Vendredi [ 2 novembre 1962]
[...] Chaque retour à la maison
m'est à la fois un baume et une épreuve: « jouant» l'enfance, je me
procure l'illusion que je ne suis pas seule; je m'endors un moment dans la
sollicitude familiale, dans la quiétude du foyer; et pourtant, je vous le
confie, Ami, je ne sais si je pourrais me résigner à la vie de famille ma vie
durant. C'est une chose que je ne puis dire à mes parents qui en seraient
peinés et ne comprendraient pas que l'éducation qu'ils m'ont donnée n'est
nullement mise en cause; mais je peux vous l'expliquer, ou plutôt il me semble
que vous ne trouverez pas monstrueuse cette pensée.
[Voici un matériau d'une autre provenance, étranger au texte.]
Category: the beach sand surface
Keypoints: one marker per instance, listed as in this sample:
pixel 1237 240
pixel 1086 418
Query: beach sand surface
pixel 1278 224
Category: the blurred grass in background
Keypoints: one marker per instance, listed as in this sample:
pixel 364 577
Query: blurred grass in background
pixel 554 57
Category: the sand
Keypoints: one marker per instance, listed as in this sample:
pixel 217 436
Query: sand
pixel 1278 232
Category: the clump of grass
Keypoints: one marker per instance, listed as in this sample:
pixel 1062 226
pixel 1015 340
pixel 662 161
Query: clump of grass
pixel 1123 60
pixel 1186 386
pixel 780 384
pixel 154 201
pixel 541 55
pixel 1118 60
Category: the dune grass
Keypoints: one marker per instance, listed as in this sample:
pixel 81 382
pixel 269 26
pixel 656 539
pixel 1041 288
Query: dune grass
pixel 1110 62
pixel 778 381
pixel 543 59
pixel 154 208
Pour « fonder une famille», comme
l'on dit, il faudrait que je n'aie pas ce sentiment que tout ce que je fais est
provisoire, que toute possession est fugitive; il faudrait que les années à
venir pèsent aussi lourd au moins que les années passées; il faudrait que je
prenne très au sérieux mes gestes vains. Comment oserais-je mettre un enfant au
monde? Isabelle parle de l'absurde, du sentiment de l'absurde -Vous dirai-je
que depuis deux ans ce sentiment latent m'occupe? que je ne l'ai jamais avoué à
personne (Comment dire cela à ma mère, à mon père?); qu'il m'immobilise parfois
tout entière et que s'il n'y paraît pas, si je me ranime vite, c'est que
l'immobilité me paraît tout aussi vaine qu'autre chose. Il est vrai que cet été je ne songeais guère à cela: le néant avait un visage, un bien séduisant visage, un nom, une chaleur...Mais à présent...il me semble que je brûle la vie, exactement dans le sens de « brûler une étape »! Mettre cette flamme-là en veilleuse...Je ferais vraiment une piètre mère de famille, une amoureuse désespérée...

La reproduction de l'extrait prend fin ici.